The report said increased access to renewable energy was driving planning not only at the Pentagon but at military establishments around the world.
The findings mean that military agencies in the United States and abroad will invest in new technologies as they embrace renewable sources of energy for peacetime uses and warfare, generating new business in energy and security industries.
Renewable energy is environmentally friendly and increasingly popular and a practical answer to issues arising from scarcity of conventional energy sources, especially in and around battle zones.
Renewable energy use can involve a range of media from solar and thermal power, wind to biofuels and synfuels to fuel cells. Each individual military organization may choose to opt for renewable sources most appropriate for its needs but growth in the area is certain over the next 20 years.
"Increased access to clean and reliable energy has become a leading priority for the U.S. Department of Defense and military agencies around the world," Pike Research said in the report.
Military agencies increasingly view renewable energy "both as a means of improving energy independence as well as for purposes of increasing the efficiency and performance of all aspects of operations across multiple domains, including base and facility operations, transport, and portable soldier power," said the report.
The various branches of the Pentagon combine to form the single largest consumer of energy in the world -- more than any other public or private entity and greater than more than 100 other nations, said the report.
"Energy consumption is the lifeblood of the U.S. military -- and the supporting governmental infrastructure that facilitates and controls it," said the report.
"As such, the myriad of military initiatives focused on fostering cleantech is anticipated to have a substantial impact on the development of the industry as a whole. This presents a sizable market opportunity for defense contractors, project developers and systems integrators, and technology developers across all renewable energy sectors."
Pike Research said global military agencies' spending on renewable energy technologies will continue to rise rapidly over the next two decades.
Expenditure will grow from $1.8 billion in 2010 to $26.8 billion by 2030, said the report. The majority of the spending will be for mobility applications, including portable soldier power as well as land, air and sea vehicles. Energy for running facilities will represent a significant portion of the market.
"Military investment in renewable energy and related technologies, in many cases, holds the potential to bridge the 'valley of death' that lies between research and development and full commercialization of these technologies," said Pike Research President Clint Wheelock.
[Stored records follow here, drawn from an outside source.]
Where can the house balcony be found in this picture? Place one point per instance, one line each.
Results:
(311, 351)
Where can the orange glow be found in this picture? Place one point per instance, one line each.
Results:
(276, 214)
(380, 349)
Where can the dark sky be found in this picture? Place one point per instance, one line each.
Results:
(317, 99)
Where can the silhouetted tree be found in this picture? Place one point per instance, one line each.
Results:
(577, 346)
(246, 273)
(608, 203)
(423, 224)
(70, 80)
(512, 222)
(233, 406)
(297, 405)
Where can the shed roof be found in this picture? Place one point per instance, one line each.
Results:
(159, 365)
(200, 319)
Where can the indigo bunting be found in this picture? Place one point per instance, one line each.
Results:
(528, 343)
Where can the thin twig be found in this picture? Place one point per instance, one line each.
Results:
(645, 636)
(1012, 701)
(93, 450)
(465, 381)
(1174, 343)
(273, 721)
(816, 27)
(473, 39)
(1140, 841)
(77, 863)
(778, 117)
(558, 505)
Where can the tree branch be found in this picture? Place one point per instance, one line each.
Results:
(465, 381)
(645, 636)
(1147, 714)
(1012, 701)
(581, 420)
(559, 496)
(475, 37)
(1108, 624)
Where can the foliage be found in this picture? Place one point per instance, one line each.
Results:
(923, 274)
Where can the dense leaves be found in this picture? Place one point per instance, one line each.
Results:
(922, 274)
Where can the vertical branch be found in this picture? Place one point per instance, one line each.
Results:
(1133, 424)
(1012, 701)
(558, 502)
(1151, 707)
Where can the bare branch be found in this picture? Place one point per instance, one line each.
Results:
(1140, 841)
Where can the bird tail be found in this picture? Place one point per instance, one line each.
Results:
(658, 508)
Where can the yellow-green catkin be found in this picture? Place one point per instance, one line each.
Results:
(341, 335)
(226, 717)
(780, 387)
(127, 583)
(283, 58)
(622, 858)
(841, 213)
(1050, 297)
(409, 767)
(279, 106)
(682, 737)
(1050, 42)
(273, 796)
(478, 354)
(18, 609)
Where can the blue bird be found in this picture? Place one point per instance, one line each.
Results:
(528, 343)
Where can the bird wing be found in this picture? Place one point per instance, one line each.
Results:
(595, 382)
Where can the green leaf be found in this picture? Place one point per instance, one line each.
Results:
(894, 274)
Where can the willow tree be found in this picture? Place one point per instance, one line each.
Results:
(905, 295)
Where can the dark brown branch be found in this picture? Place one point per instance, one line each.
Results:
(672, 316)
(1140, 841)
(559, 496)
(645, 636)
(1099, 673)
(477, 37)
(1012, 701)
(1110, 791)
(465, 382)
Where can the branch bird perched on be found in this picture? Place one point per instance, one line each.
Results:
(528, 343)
"As such, the myriad of military initiatives focused on fostering cleantech is anticipated to have a substantial impact on the development of the industry as a whole. This presents a sizable market opportunity for defense contractors, project developers and systems integrators and technology developers across all renewable energy sectors," Wheelock said.
In the facilities domain, the market opportunity is largest for solar energy, followed by wind power and geothermal.
Military agencies are also utilizing microgrids for distributed energy generation that can be "islanded" from the commercial power grid and are ardent adopters of energy efficiency techniques.
In the mobility domain, much of the focus is on biofuels and synfuels that can serve as replacements for petrofuels for vehicles ranging from tactical vehicles, trucks and tanks to fighter jets and naval vessels. Portable soldier power is also a major priority, and the Pentagon in particular is pursuing a variety of fuel cells and advanced battery technologies in this area.
The Pike Research report followed criticism of the military's "battery addiction" in various online discussion forums that deal with military efficiency and battle-readiness.
The defensetech.com Web site said the U.S. Army since 2004 has been "trying to break their battery addiction through researching alternative energy technologies."
The military is inefficient with energy and wants alternative energy sources but it needs more funding, said National Defense Industrial Association Defense Watch writer Sandra I. Erwin.
Although most of the criticism cited U.S. examples, the energy use trends were shared by military establishments worldwide, analysts said.